Je prends ce deuxième cachet de tramadol, je me dis qu’il me reste encore une heure avant d’avoir un peu de soulagement. Les enfants me sollicitent, je les ignore. J’attends que les antalgiques fassent effet. Je lutte contre la douleur. J’ai toujours l’impression que ma tête ressemble à une cloche de cathédrale en pleine action. Je ne peux rien faire pour mon œil, sauf attendre, c’est extrêmement frustrant. La douleur obnubile ma pensée, je ne veux qu’une chose, c’est que la douleur cesse, il faut que la douleur cesse. Finalement, je sors la tête de mon duvet, je regarde les enfants jouer. La douleur à mon œil semble se calmer doucement. Mon visage est toujours engourdi. Les antalgiques semblent enfin agir. La cloche de cathédrale se calme. Cela fait un peu plus de deux heures que j’ai pris mon premier cachet de tramadol. Je suis étonnée d’avoir encore autant mal malgré mon combo d’antalgiques qui d’habitude est suffisant dans ce genre de situations. Je rassemble mes forces et je pars au marché en trottinette. Je laisse les enfants avec ma femme.

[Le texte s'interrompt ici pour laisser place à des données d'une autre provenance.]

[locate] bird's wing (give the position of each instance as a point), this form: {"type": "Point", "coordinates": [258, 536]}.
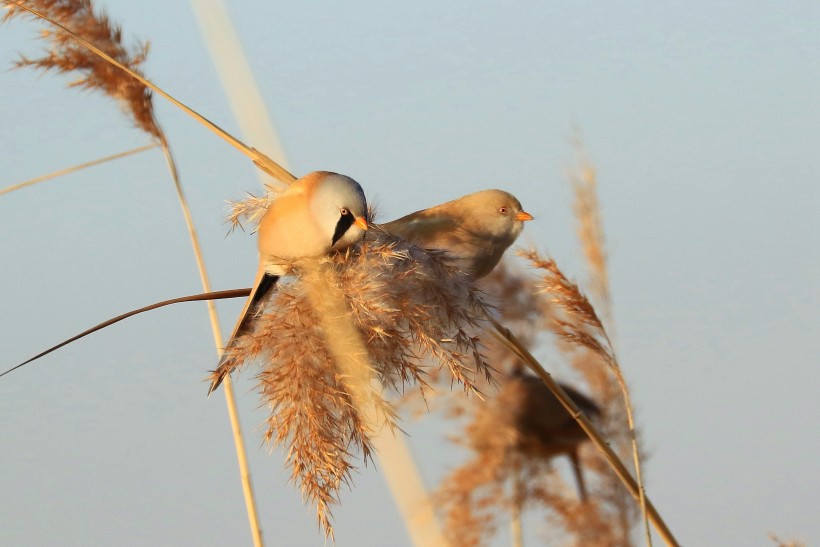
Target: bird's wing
{"type": "Point", "coordinates": [263, 286]}
{"type": "Point", "coordinates": [422, 226]}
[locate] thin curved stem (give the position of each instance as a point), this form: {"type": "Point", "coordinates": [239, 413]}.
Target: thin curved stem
{"type": "Point", "coordinates": [75, 168]}
{"type": "Point", "coordinates": [239, 443]}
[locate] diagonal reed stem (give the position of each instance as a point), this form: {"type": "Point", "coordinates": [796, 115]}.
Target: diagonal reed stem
{"type": "Point", "coordinates": [75, 168]}
{"type": "Point", "coordinates": [507, 338]}
{"type": "Point", "coordinates": [247, 487]}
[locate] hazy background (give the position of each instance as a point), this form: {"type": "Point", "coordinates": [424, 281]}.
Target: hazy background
{"type": "Point", "coordinates": [702, 118]}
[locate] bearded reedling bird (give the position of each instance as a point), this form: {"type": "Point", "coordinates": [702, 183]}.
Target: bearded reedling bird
{"type": "Point", "coordinates": [319, 213]}
{"type": "Point", "coordinates": [475, 229]}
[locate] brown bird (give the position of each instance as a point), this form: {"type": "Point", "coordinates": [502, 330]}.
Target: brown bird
{"type": "Point", "coordinates": [546, 428]}
{"type": "Point", "coordinates": [526, 416]}
{"type": "Point", "coordinates": [475, 229]}
{"type": "Point", "coordinates": [317, 214]}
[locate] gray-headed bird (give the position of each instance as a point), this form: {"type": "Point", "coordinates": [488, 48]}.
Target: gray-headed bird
{"type": "Point", "coordinates": [317, 214]}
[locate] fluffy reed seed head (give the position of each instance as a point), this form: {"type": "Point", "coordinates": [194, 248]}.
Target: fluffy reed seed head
{"type": "Point", "coordinates": [409, 306]}
{"type": "Point", "coordinates": [65, 55]}
{"type": "Point", "coordinates": [511, 454]}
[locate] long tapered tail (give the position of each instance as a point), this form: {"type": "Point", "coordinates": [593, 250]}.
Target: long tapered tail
{"type": "Point", "coordinates": [265, 283]}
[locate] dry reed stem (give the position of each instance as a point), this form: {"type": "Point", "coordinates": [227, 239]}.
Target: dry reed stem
{"type": "Point", "coordinates": [509, 339]}
{"type": "Point", "coordinates": [261, 160]}
{"type": "Point", "coordinates": [237, 79]}
{"type": "Point", "coordinates": [75, 168]}
{"type": "Point", "coordinates": [99, 71]}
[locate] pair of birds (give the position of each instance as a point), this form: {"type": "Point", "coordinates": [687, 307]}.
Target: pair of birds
{"type": "Point", "coordinates": [325, 211]}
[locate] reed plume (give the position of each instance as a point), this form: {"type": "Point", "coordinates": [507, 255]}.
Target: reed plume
{"type": "Point", "coordinates": [410, 307]}
{"type": "Point", "coordinates": [619, 426]}
{"type": "Point", "coordinates": [514, 437]}
{"type": "Point", "coordinates": [64, 55]}
{"type": "Point", "coordinates": [87, 43]}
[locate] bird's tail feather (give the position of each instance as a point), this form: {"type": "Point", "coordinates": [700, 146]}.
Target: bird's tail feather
{"type": "Point", "coordinates": [265, 283]}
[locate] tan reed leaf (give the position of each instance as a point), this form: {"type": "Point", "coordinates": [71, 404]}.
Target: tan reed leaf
{"type": "Point", "coordinates": [64, 55]}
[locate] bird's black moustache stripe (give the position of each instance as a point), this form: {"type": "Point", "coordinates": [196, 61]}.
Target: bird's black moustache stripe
{"type": "Point", "coordinates": [344, 224]}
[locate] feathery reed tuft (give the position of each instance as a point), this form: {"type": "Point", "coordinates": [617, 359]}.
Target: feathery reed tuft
{"type": "Point", "coordinates": [407, 305]}
{"type": "Point", "coordinates": [65, 55]}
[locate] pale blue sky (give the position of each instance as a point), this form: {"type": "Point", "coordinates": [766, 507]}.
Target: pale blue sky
{"type": "Point", "coordinates": [702, 118]}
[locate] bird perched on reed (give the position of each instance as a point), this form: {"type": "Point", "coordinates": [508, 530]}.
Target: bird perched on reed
{"type": "Point", "coordinates": [475, 229]}
{"type": "Point", "coordinates": [319, 213]}
{"type": "Point", "coordinates": [543, 426]}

Il est presque midi, le froid pince le corps. À chaque aspérité de la route, je ressens une petite douleur dans le dos. Bien qu’un peu moins forte qu’au levé, les nausées sont encore présentes et me gênent. J’ai mal partout, mais comparé à quelques instants précédents, c’est supportable. Je fais mes courses et je rentre chez moi. En rentrant je suis frigorifiée. Fatiguée, toujours avec des nausées et des vertiges, toujours avec un visage engourdi, je m’installe dans le canapé, sous le duvet, j’essaie de trouver une position confortable et je m’endors.
Vers 13h, je me réveille. Je reprends un cachet de tramadol. Lors de ces journées de crise, je prends deux cachets de tramadol au début de la crise puis un toutes les deux heures. Je prends, en parallèle, un néfopam toutes les six heures. J’ai toujours la cloche de cathédrale dans la tête. J’essaie de me lever, mais cela sonne trop fort, je me rallonge, en me tenant la tête avec les mains. J’attends un peu et cela semble passer doucement, je peux m’occuper de la cuisine, car nous recevons ce soir, comme tous les dimanches soir.
Pendant le reste de la journée, je continuerai de me shooter aux antalgiques. À plusieurs reprises, j’ai senti l’intensité de la douleur à l’œil augmenté. Cela signifiait qu’il fallait que je reprenne un tramadol. La douleur est toujours présente, seuls les antalgiques me permettent de fonctionner. Les nausées se sont estompées, mais les vertiges perdurent. Heureusement, ce ne sont pas de gros vertiges. Je suis déphasée quelques secondes puis cela revient.
J’ai tenu, toute la journée, grâce aux antalgiques.